George Jackson Churchward
Best Known for designing GWR 3440 City of Truro, which held the unofficial record for the first steam locomotive to travel at over 100 miles per hour, British railroad engineer George Jackson Churchward sadly died 19 December 1933. Born 31st January 1857, he was Apprenticed in the Newton Abbot works of the South Devon Railway in the GWR’s Swindon Works, and rose from draughtsman through several positions, including Carriage Works Manager, and in 1897 was appointed Chief Assistant to William Dean. After 5 years as Chief Assistant, he succeeded Dean as Locomotive Superintendent. In the 19th and early 20th century, railway companies were fiercely competitive. Speed meant revenue and speed was dependent on engineering. Churchward delivered to the GWR from Swindon a series of class-leading and innovative locomotives. Arguably, from the early 1900s to the 1920s the Great Western’s 2-cylinder and 4-cylinder 4-6-0 designs were substantially superior to any class of locomotive of the other British railway companies. On one occasion, the GWR’s directors confronted Churchward, and demanded to know why the London and North Western Railway were able to build three 4-6-0 locomotives for the price of two of Churchward’s “Stars”. Churchward allegedly gave a terse response: “Because one of mine could pull two of their bloody things backwards!”
TruroChurchward preferred locomotives without trailing wheels, to maximise adhesion on the South Devon banks of Dainton, Rattery and Hemerdon on the West of England mainline to Plymouth, then the Great Western’s most important route. Due to the weight and dimensional restrictions required to pass over all the GWR’s lines, he designed narrow fireboxes, but with good circulation. Combining high boiler pressures with superheating made efficient use of the high calorific-value steam coal from the mines in South Wales. Other refinements included feed-water distribution trays beneath the top-fitted clack boxes to minimize boiler stress and large bearing surfaces to reduce wear. Churchward also made advancements in carriage design. He introduced the GWR’s first steel-roofed coaches and is also credited with introducing to Britain several refinements from American and French steam locomotive practice. Among these were the tapered boiler and the casting of cylinders and saddles together, in halves. His choice of outside cylinders for express locomotives was also not standard in Britain for that time. Many elements of British practice were retained, of course. His locomotives for the most part used British plate frames, and the crew was accommodated in typical British fashion. The selection of a domeless boiler was more common to Britain than to the U.S. In 1922 Churchward retired, and C. B. Collett inherited his legacy of excellent, standardised designs. These designs influenced British locomotive practice to the end of steam. Major classes built by the LMS and even British Railways 50 years later are clearly developments of Churchward’s basic designs. The LMS Stanier Class 5 4-6-0 and the BR standard class 5 are both derived from his Saint class early examples of which date to 1902.

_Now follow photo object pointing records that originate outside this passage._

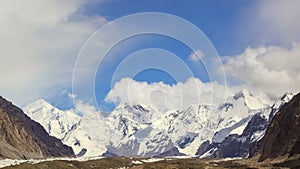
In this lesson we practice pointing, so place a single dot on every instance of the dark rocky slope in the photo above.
(23, 138)
(282, 138)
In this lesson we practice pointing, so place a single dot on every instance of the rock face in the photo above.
(282, 137)
(23, 138)
(245, 144)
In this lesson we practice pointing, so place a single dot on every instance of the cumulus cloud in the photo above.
(271, 69)
(39, 43)
(166, 97)
(196, 55)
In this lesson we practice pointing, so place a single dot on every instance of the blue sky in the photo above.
(40, 42)
(219, 20)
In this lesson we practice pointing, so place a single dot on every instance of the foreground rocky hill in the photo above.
(23, 138)
(282, 138)
(209, 131)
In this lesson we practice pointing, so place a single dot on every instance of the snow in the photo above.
(152, 160)
(139, 130)
(12, 162)
(208, 153)
(137, 162)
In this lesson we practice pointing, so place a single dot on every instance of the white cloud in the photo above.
(39, 43)
(270, 69)
(196, 55)
(167, 97)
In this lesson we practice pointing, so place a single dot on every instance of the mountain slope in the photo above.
(241, 140)
(23, 138)
(139, 130)
(56, 122)
(282, 137)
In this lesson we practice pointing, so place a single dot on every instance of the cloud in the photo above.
(39, 43)
(166, 97)
(196, 55)
(272, 69)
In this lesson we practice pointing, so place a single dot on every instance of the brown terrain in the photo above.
(282, 138)
(23, 138)
(279, 148)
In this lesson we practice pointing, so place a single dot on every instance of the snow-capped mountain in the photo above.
(132, 130)
(56, 122)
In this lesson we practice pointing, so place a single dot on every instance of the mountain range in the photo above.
(228, 129)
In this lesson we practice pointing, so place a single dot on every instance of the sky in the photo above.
(186, 52)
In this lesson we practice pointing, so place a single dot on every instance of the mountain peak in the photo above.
(242, 94)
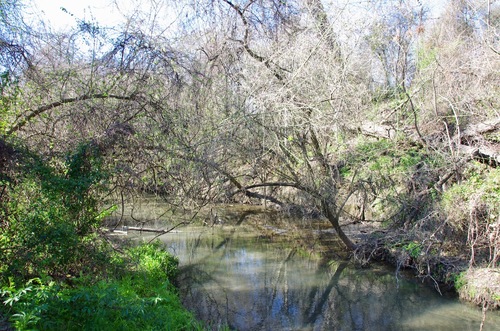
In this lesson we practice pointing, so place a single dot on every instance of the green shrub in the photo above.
(140, 297)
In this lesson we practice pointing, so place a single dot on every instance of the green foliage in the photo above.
(479, 192)
(141, 299)
(50, 216)
(414, 249)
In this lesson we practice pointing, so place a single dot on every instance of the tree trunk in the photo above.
(333, 218)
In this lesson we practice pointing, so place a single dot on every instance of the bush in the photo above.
(142, 299)
(49, 217)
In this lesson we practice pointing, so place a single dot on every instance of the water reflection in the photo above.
(252, 284)
(235, 277)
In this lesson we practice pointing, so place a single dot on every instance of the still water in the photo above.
(232, 276)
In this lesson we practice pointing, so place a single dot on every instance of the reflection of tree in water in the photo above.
(249, 284)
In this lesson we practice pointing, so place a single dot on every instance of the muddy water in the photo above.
(234, 276)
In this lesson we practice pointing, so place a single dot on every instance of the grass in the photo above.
(139, 297)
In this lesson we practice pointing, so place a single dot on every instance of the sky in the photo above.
(104, 12)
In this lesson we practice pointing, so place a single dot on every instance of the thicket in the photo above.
(57, 271)
(372, 113)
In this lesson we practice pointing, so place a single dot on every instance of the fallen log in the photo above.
(125, 229)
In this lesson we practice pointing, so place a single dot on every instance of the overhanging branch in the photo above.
(40, 110)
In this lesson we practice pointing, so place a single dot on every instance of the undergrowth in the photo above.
(139, 296)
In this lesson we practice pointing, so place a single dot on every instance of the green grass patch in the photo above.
(138, 297)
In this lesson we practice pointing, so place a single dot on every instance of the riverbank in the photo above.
(135, 294)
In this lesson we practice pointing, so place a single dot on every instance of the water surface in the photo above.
(231, 275)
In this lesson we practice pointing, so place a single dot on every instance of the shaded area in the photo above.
(248, 283)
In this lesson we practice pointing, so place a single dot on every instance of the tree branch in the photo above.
(40, 110)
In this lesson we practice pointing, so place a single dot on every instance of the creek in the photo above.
(232, 275)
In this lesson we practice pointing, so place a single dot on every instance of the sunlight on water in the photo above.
(229, 277)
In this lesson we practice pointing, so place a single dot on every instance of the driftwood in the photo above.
(125, 229)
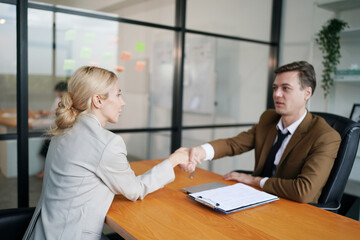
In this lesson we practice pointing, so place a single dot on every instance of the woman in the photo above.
(86, 164)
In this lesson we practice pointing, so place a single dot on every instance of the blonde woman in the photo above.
(86, 164)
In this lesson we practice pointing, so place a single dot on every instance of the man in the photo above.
(298, 165)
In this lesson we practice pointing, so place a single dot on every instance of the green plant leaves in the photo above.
(328, 39)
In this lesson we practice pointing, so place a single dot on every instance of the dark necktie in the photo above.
(269, 166)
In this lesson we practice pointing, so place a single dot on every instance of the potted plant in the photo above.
(328, 39)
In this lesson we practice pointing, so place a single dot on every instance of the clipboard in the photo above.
(203, 187)
(232, 198)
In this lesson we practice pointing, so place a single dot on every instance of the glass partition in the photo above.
(154, 11)
(242, 18)
(225, 81)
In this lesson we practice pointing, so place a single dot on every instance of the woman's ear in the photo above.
(96, 101)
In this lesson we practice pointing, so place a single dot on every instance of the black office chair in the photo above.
(333, 190)
(14, 222)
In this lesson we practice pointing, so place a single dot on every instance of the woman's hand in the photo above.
(180, 156)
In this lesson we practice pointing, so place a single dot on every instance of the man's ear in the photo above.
(308, 93)
(96, 101)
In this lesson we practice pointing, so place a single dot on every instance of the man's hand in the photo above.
(243, 178)
(196, 155)
(180, 156)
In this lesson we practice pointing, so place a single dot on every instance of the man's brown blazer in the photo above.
(307, 160)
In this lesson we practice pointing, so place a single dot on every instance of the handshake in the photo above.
(187, 158)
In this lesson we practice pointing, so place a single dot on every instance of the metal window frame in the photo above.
(176, 127)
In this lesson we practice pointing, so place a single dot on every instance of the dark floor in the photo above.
(8, 196)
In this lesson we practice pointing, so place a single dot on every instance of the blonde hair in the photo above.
(84, 83)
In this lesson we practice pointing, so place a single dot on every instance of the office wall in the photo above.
(301, 21)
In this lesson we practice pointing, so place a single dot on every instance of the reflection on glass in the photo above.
(154, 11)
(145, 146)
(244, 161)
(141, 56)
(225, 81)
(7, 60)
(8, 173)
(243, 18)
(8, 158)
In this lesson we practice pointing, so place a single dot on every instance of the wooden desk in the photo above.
(169, 214)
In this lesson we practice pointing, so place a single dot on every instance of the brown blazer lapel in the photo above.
(298, 135)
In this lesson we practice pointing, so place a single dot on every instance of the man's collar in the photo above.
(293, 126)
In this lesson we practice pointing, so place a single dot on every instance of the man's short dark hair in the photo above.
(306, 73)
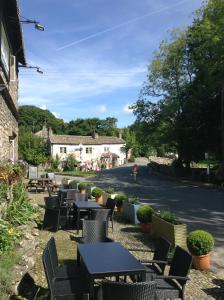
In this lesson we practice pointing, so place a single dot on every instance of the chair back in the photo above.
(101, 214)
(94, 231)
(128, 291)
(161, 252)
(48, 268)
(53, 253)
(32, 172)
(180, 264)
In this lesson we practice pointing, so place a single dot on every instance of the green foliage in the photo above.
(32, 149)
(20, 210)
(70, 163)
(168, 216)
(144, 214)
(8, 236)
(97, 192)
(200, 242)
(82, 186)
(120, 197)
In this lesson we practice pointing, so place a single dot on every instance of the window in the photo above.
(89, 150)
(63, 150)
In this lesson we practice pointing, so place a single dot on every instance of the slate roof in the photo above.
(84, 140)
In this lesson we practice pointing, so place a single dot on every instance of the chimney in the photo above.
(95, 135)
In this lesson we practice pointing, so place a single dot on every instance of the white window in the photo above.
(89, 150)
(63, 150)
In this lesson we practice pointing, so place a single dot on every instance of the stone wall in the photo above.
(8, 126)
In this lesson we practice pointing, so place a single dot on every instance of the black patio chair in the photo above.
(64, 289)
(159, 261)
(62, 272)
(173, 285)
(55, 216)
(94, 231)
(128, 291)
(110, 204)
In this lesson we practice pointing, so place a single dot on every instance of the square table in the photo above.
(86, 205)
(108, 259)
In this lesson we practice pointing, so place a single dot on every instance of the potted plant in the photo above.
(200, 243)
(130, 208)
(144, 215)
(166, 224)
(120, 197)
(97, 193)
(82, 187)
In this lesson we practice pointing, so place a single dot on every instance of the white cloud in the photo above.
(127, 109)
(101, 108)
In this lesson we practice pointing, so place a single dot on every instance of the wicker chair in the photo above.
(94, 231)
(159, 261)
(62, 272)
(110, 204)
(128, 291)
(64, 289)
(173, 285)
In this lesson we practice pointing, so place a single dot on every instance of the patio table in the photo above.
(86, 205)
(108, 259)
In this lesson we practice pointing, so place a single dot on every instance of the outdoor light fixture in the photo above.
(32, 67)
(37, 24)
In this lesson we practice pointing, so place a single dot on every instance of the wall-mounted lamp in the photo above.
(32, 67)
(23, 20)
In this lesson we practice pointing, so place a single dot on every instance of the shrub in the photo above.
(82, 186)
(120, 197)
(97, 192)
(200, 242)
(168, 216)
(144, 214)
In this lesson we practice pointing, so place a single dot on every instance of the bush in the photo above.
(168, 216)
(144, 214)
(120, 197)
(200, 242)
(82, 186)
(97, 192)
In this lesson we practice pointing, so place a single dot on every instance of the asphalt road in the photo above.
(197, 206)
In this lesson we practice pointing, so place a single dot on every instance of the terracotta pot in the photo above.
(120, 209)
(202, 262)
(83, 192)
(99, 199)
(146, 227)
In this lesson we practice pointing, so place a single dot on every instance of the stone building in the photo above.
(11, 54)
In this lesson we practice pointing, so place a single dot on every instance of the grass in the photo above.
(7, 262)
(77, 173)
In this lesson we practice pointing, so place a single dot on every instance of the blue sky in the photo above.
(94, 54)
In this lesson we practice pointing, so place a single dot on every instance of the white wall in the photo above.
(97, 151)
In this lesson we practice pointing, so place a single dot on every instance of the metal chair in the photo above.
(62, 272)
(173, 285)
(94, 231)
(64, 289)
(128, 291)
(110, 204)
(159, 261)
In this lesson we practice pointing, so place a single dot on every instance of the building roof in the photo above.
(84, 140)
(16, 33)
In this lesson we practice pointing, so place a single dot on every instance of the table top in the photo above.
(108, 258)
(86, 204)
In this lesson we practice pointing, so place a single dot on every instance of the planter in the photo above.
(129, 212)
(175, 234)
(99, 199)
(146, 227)
(202, 262)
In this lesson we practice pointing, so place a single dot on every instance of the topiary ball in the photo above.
(144, 214)
(200, 242)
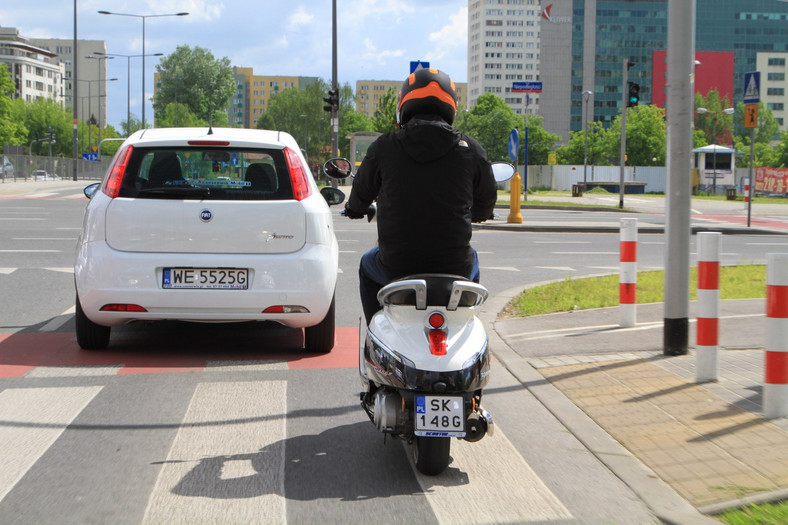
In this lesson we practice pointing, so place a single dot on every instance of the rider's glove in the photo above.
(350, 213)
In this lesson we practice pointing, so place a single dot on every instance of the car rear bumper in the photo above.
(306, 278)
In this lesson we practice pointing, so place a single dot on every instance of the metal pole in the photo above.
(752, 178)
(74, 99)
(586, 97)
(143, 71)
(623, 153)
(334, 82)
(680, 87)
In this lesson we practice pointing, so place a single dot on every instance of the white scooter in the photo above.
(424, 357)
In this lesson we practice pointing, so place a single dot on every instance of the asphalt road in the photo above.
(180, 423)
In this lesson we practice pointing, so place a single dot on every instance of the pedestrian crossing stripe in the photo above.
(57, 354)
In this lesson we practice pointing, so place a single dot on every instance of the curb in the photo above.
(666, 503)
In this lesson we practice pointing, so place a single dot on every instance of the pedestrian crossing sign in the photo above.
(752, 87)
(751, 116)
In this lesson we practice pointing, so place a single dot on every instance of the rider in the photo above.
(430, 182)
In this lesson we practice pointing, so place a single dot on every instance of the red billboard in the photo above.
(715, 71)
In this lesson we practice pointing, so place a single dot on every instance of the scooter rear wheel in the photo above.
(431, 455)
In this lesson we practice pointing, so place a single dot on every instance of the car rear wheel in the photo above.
(320, 338)
(90, 336)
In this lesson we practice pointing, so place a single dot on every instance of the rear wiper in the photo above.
(187, 191)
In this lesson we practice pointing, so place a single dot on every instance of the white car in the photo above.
(207, 225)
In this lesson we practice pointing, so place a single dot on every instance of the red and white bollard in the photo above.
(775, 391)
(708, 306)
(628, 273)
(746, 192)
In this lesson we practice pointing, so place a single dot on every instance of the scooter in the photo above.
(424, 358)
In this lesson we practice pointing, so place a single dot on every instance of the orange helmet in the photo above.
(427, 92)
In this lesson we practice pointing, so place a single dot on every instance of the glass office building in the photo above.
(604, 33)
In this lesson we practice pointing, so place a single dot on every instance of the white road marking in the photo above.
(562, 268)
(32, 420)
(494, 465)
(209, 474)
(501, 268)
(58, 321)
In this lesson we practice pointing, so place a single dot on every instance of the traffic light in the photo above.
(634, 94)
(332, 100)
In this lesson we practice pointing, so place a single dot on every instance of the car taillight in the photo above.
(122, 308)
(112, 186)
(286, 309)
(298, 175)
(437, 342)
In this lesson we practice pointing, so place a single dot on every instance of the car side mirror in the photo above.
(502, 171)
(91, 190)
(332, 195)
(338, 168)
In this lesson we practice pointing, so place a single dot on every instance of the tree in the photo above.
(716, 126)
(12, 130)
(646, 136)
(195, 78)
(385, 119)
(178, 115)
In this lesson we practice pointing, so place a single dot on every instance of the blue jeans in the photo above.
(371, 279)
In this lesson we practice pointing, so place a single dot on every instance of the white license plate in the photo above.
(439, 416)
(206, 278)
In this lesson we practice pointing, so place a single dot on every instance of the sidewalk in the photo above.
(685, 448)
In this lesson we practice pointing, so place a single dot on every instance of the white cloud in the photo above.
(371, 53)
(300, 18)
(451, 37)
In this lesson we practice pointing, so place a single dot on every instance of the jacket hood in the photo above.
(426, 140)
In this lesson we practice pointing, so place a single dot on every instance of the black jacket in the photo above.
(430, 183)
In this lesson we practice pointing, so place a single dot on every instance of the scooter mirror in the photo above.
(338, 168)
(502, 171)
(333, 196)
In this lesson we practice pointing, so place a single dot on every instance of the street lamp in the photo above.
(128, 81)
(704, 111)
(100, 58)
(143, 17)
(586, 95)
(89, 106)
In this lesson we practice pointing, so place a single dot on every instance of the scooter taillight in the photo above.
(437, 342)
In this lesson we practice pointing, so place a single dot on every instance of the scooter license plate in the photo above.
(439, 416)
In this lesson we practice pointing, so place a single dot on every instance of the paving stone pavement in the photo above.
(694, 436)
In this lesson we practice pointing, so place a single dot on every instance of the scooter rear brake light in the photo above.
(298, 175)
(113, 307)
(118, 170)
(437, 342)
(436, 320)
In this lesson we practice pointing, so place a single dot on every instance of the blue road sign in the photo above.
(418, 64)
(752, 87)
(526, 87)
(514, 144)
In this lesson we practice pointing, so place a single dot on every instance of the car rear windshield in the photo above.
(207, 173)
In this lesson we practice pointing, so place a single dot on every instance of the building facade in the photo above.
(92, 69)
(37, 73)
(582, 46)
(253, 94)
(503, 48)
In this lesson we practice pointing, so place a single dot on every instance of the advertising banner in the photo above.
(771, 180)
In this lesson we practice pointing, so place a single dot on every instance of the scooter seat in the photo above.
(439, 290)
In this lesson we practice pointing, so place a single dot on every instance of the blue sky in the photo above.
(377, 38)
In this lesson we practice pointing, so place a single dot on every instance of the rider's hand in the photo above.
(352, 214)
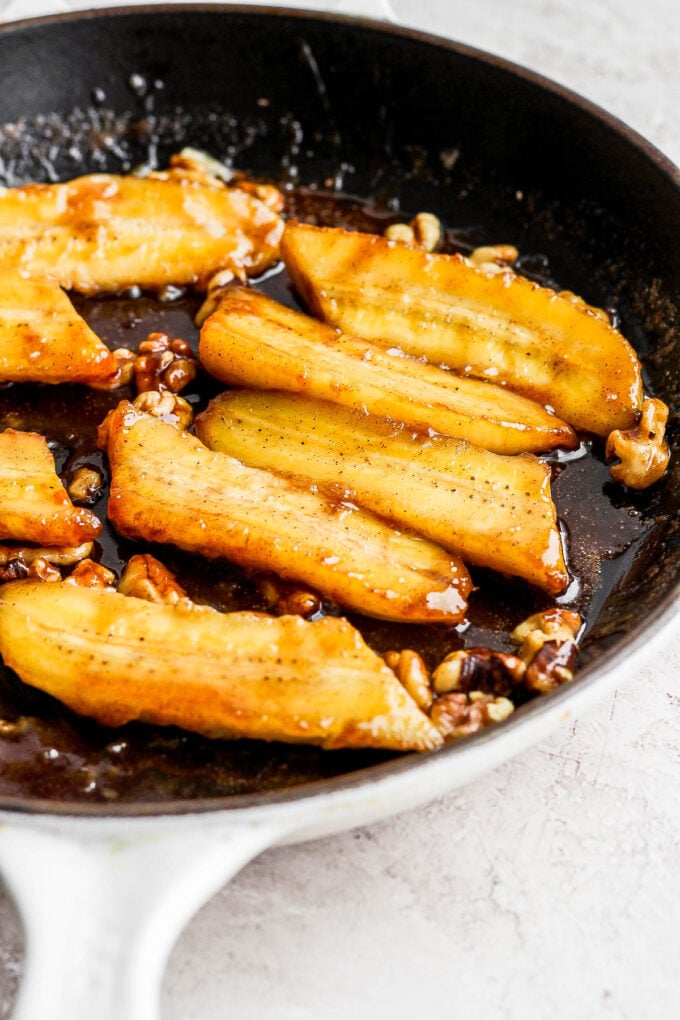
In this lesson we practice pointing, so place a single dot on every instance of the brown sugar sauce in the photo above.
(49, 753)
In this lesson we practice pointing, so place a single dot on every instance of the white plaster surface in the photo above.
(548, 888)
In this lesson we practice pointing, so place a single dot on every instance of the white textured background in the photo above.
(550, 888)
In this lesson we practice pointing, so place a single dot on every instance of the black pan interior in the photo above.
(359, 122)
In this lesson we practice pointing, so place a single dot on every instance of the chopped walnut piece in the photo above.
(402, 233)
(493, 258)
(85, 486)
(412, 674)
(39, 569)
(123, 373)
(478, 669)
(547, 646)
(642, 450)
(91, 574)
(64, 556)
(288, 599)
(460, 714)
(424, 231)
(164, 364)
(13, 570)
(166, 406)
(551, 624)
(146, 577)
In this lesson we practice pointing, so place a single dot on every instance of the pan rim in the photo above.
(588, 681)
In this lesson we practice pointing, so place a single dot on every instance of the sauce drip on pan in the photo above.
(47, 752)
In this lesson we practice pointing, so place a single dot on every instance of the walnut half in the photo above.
(547, 646)
(642, 450)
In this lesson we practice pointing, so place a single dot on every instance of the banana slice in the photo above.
(492, 511)
(253, 341)
(501, 326)
(117, 659)
(43, 339)
(107, 233)
(167, 487)
(34, 504)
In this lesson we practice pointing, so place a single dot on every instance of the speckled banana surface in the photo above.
(251, 340)
(118, 658)
(107, 233)
(167, 487)
(502, 326)
(493, 511)
(34, 504)
(42, 337)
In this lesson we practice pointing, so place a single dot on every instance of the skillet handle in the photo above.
(102, 912)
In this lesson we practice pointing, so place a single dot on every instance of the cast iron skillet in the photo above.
(412, 122)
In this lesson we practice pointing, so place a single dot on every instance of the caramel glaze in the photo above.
(47, 752)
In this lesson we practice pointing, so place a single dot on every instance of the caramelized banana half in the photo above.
(253, 341)
(34, 504)
(492, 511)
(500, 326)
(42, 337)
(118, 658)
(108, 233)
(167, 487)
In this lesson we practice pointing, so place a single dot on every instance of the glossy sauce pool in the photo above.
(47, 752)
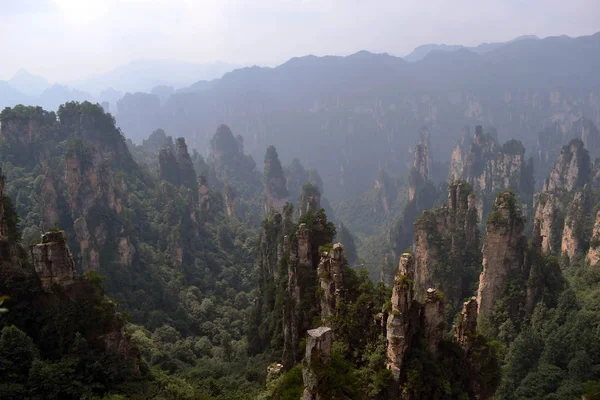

The first class of locomotives with which Churchward won success and worldwide recognition was the 4-4-0 ‘City’ class, which soon became one of the most famous class locomotives in the world at the time. One of them, City of Truro, became the first engine in the world to haul a train at 100 miles per hour in 1904 (although unauthenticated). He went on to build the ‘County’ class and the ‘Star’ class. Number 3440 City Of Truro is a Great Western Railway (GWR) 3700 (or ‘City’) Class 4-4-0 locomotive, designed by George Jackson Churchward and built at the GWR Swindon Works in 1903. (It was rebuilt to a limited extent in 1911 and 1915, and renumbered 3717 in 1912). It is one of the contenders for the first steam locomotive to travel in excess of 100 miles per hour (160.9 km/h). City of Truro was timed at 8.8 seconds between two quarter-mile posts whilst hauling the “Ocean Mails” special from Plymouth to London Paddington on 9 May 1904. This timing was recorded from the train by Charles Rous-Marten, who wrote for The Railway Magazine and other journals. If exact (Rous-Marten’s stopwatch read in multiples of 1/5 second), this time would correspond to a speed of 102.3 mph (164.6 km/h), while 9 seconds would correspond to exactly 100 mph.Its maximum speed has been the subject of much debate over the years.